The Psychological Effects of Conducting A DIY Death Cleanup
If it so happens that a traumatic experience involving the death of a loved one takes place in your home, then you are probably burdened with the decision of who to conduct a death cleanup.
Some people do not know that in the event of a traumatic death, law enforcers and other related authorities will only do as much as remove the body and carry out investigations. Cleaning up the trauma scene is left to homeowners and family members.
The Psychological Dangers Of Cleaning A Death Scene
Cleaning a death scene is no ordinary task whether for a professional or a first-timer. Veteran crime scene cleaners still talk about the impact that their first major crime scene cleaning job had on them. They never forget. As they experience more traumatic scenes, it begins to take a psychological toll on them. This is why most of them do a psychological checkup from time to time by visiting a professional.

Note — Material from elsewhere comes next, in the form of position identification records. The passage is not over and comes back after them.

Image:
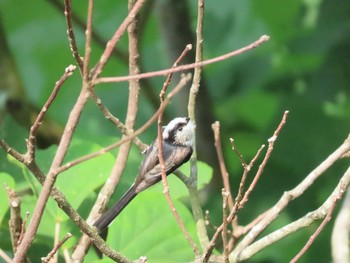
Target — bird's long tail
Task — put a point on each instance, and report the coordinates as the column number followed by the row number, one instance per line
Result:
column 106, row 219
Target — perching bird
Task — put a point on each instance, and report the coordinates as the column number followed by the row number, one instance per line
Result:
column 178, row 140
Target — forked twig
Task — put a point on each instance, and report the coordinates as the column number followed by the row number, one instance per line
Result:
column 203, row 63
column 54, row 250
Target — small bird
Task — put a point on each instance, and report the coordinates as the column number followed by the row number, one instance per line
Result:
column 177, row 146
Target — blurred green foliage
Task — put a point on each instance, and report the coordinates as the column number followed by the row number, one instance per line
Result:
column 304, row 68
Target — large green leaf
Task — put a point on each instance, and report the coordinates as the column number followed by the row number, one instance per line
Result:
column 147, row 228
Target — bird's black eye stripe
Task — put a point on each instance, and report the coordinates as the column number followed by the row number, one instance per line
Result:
column 172, row 133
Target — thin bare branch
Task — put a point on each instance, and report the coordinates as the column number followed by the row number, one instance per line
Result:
column 225, row 196
column 5, row 257
column 225, row 176
column 54, row 250
column 30, row 155
column 266, row 158
column 288, row 196
column 180, row 85
column 203, row 63
column 303, row 222
column 325, row 221
column 117, row 35
column 71, row 35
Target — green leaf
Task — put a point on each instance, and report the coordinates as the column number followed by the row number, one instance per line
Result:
column 147, row 228
column 79, row 181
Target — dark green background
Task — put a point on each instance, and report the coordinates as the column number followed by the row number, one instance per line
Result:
column 304, row 68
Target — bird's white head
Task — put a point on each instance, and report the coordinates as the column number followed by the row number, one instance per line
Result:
column 180, row 131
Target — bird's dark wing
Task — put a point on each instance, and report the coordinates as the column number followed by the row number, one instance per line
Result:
column 150, row 171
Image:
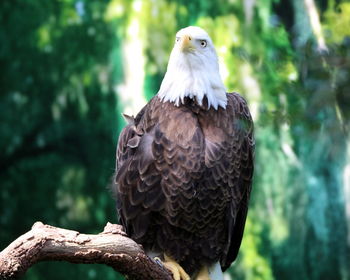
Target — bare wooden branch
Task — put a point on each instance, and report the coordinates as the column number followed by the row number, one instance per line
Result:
column 111, row 247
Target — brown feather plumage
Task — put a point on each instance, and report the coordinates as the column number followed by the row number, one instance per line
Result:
column 184, row 177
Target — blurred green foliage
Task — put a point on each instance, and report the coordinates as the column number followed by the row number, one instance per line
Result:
column 69, row 67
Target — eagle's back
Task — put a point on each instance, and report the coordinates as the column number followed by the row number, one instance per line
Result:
column 184, row 177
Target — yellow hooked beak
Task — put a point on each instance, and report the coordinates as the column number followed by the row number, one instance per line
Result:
column 186, row 44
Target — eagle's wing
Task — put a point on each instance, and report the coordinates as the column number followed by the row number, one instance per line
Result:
column 153, row 159
column 136, row 197
column 239, row 154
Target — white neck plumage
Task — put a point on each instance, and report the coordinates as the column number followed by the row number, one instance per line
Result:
column 190, row 75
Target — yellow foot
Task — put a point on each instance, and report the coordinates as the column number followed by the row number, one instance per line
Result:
column 203, row 274
column 177, row 271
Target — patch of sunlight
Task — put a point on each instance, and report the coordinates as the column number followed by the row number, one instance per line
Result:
column 315, row 24
column 251, row 88
column 130, row 92
column 337, row 22
column 44, row 38
column 346, row 178
column 255, row 266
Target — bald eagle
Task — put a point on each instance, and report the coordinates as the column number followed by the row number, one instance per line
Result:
column 185, row 165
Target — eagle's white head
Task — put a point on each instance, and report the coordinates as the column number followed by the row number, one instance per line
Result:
column 193, row 70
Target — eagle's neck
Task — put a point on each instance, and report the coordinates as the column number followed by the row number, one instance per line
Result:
column 190, row 76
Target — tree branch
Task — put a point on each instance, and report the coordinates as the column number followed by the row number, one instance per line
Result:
column 111, row 247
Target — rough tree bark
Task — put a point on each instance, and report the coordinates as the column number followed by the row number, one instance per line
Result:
column 111, row 247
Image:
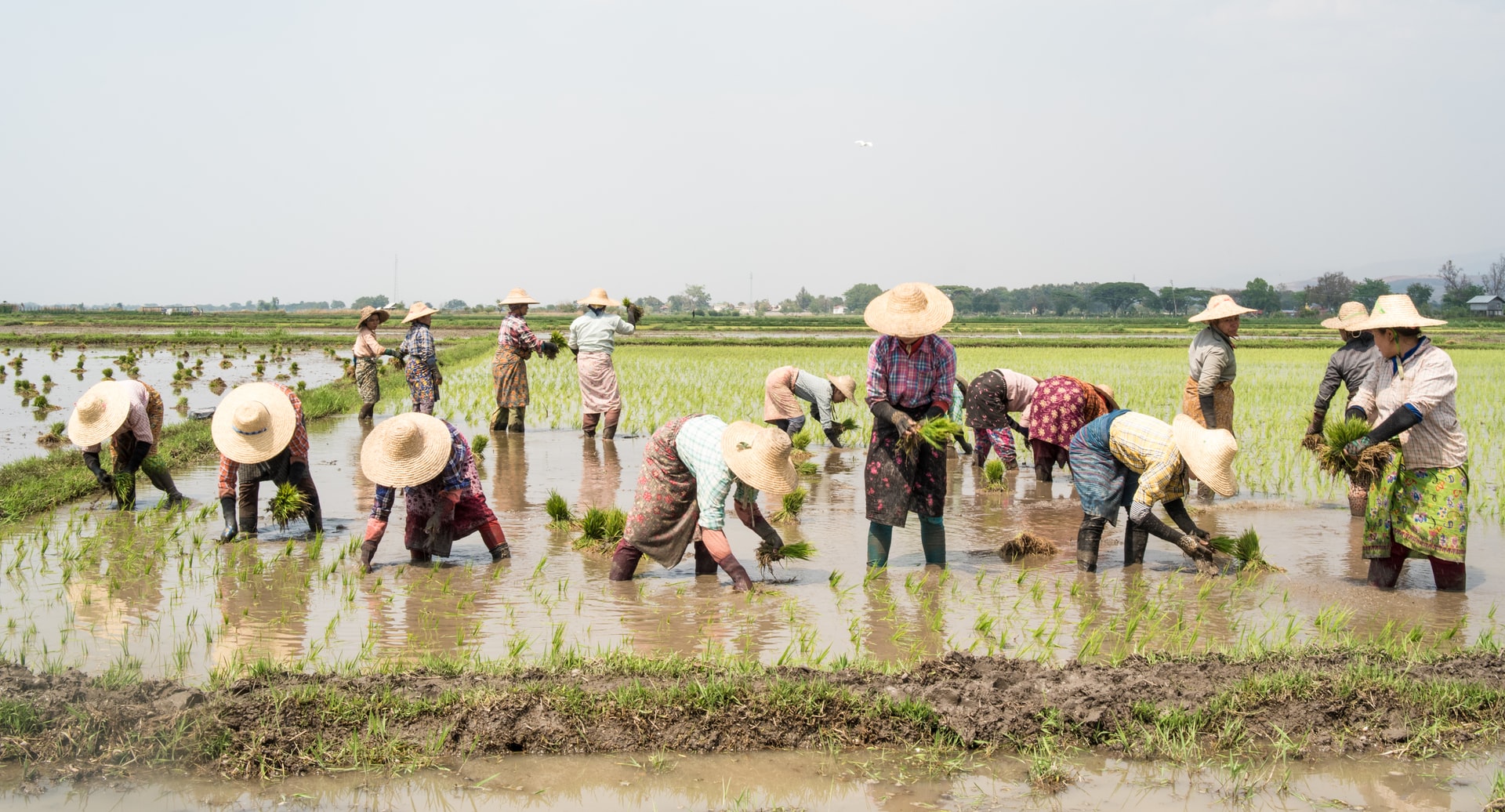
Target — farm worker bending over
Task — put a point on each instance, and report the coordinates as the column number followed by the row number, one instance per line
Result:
column 261, row 435
column 1058, row 408
column 1351, row 366
column 1420, row 506
column 911, row 373
column 431, row 462
column 509, row 368
column 690, row 468
column 592, row 339
column 130, row 415
column 368, row 358
column 423, row 363
column 786, row 387
column 1126, row 455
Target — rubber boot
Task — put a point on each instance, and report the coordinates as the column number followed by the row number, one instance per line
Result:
column 932, row 540
column 1087, row 540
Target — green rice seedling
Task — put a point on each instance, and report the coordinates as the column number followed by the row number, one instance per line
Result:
column 793, row 502
column 288, row 504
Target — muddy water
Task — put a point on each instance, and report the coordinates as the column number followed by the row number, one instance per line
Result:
column 21, row 423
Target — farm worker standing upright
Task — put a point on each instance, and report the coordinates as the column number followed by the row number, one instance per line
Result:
column 592, row 339
column 786, row 387
column 1349, row 366
column 431, row 462
column 911, row 373
column 1058, row 409
column 1420, row 506
column 509, row 368
column 261, row 435
column 989, row 401
column 130, row 415
column 1141, row 459
column 423, row 361
column 690, row 468
column 368, row 358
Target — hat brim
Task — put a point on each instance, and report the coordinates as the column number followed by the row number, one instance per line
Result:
column 774, row 480
column 253, row 448
column 909, row 325
column 383, row 468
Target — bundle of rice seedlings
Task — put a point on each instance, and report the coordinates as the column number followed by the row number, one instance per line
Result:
column 1028, row 543
column 288, row 504
column 768, row 553
column 793, row 502
column 1246, row 549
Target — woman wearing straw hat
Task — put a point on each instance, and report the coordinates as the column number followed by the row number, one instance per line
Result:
column 1420, row 506
column 1128, row 455
column 1349, row 366
column 690, row 468
column 592, row 339
column 786, row 387
column 368, row 358
column 909, row 376
column 261, row 435
column 423, row 363
column 130, row 415
column 433, row 463
column 509, row 368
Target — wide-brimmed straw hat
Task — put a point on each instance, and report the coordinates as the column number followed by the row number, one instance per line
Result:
column 407, row 450
column 1395, row 310
column 379, row 312
column 1349, row 314
column 518, row 295
column 98, row 414
column 845, row 384
column 1207, row 451
column 598, row 298
column 759, row 456
column 1221, row 307
column 253, row 423
column 909, row 310
column 417, row 312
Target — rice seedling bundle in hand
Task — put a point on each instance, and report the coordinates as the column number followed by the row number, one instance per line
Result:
column 288, row 504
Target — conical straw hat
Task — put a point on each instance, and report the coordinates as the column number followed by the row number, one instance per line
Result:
column 518, row 295
column 407, row 450
column 598, row 296
column 253, row 423
column 98, row 414
column 1221, row 307
column 417, row 312
column 1349, row 314
column 1395, row 310
column 1207, row 451
column 909, row 310
column 760, row 458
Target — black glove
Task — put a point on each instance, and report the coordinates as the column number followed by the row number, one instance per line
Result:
column 227, row 512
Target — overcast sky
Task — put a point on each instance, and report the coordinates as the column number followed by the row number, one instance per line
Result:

What about those directly related to the trauma, maybe family members of someone who died at home? Research has shown that when such individual partakes directly in the cleanup of the death scene, then there is a good chance negative emotions and psychological issues will be significantly heightened.
Speaking about psychological dangers, the two common psychological issues that people who render death cleanup services have been known to develop are depression and Post Traumatic Stress Disorder (PTSD).
While not much research has been carried out on the psychological effects of trauma victims carrying out their own trauma scene cleanup, we can draw lines of parallel from the studies carried out on law enforcement personnel. The studies have shown that professional crime scene investigators tend to be more suicidal and depressed than their colleagues in different other areas of law enforcement.
Now, think of this. This set of people have already acquired the necessary training needed to undergo their job, thus the term professionals. Many of them also have ongoing and sometimes mandatory psychological help from professional psychologists, still the statistics are not in their favor. Then there is you, probably with none of these at your disposal, and who has probably never been on a crime scene, but are just relying on your housekeeping skills to do the job. You’ve just read how psychologically debilitating trauma scenes can be for crime scene professionals, what do you honestly think it would do to you?
In conclusion, whether you consider yourself a macho, or have the required skill, expertise, tools, and equipment to undertake a trauma cleanup, DO NOT DO IT regardless of whether you were affected by the trauma either directly or indirectly.
If you have just lost a loved one and need a death cleanup carried out or have just been a victim of a traumatic incident in your home, give yourself a chance to heal properly and let the professionals handle it. This is not the time to start burning everlasting memories onto your mind. It might haunt you for the rest of your days.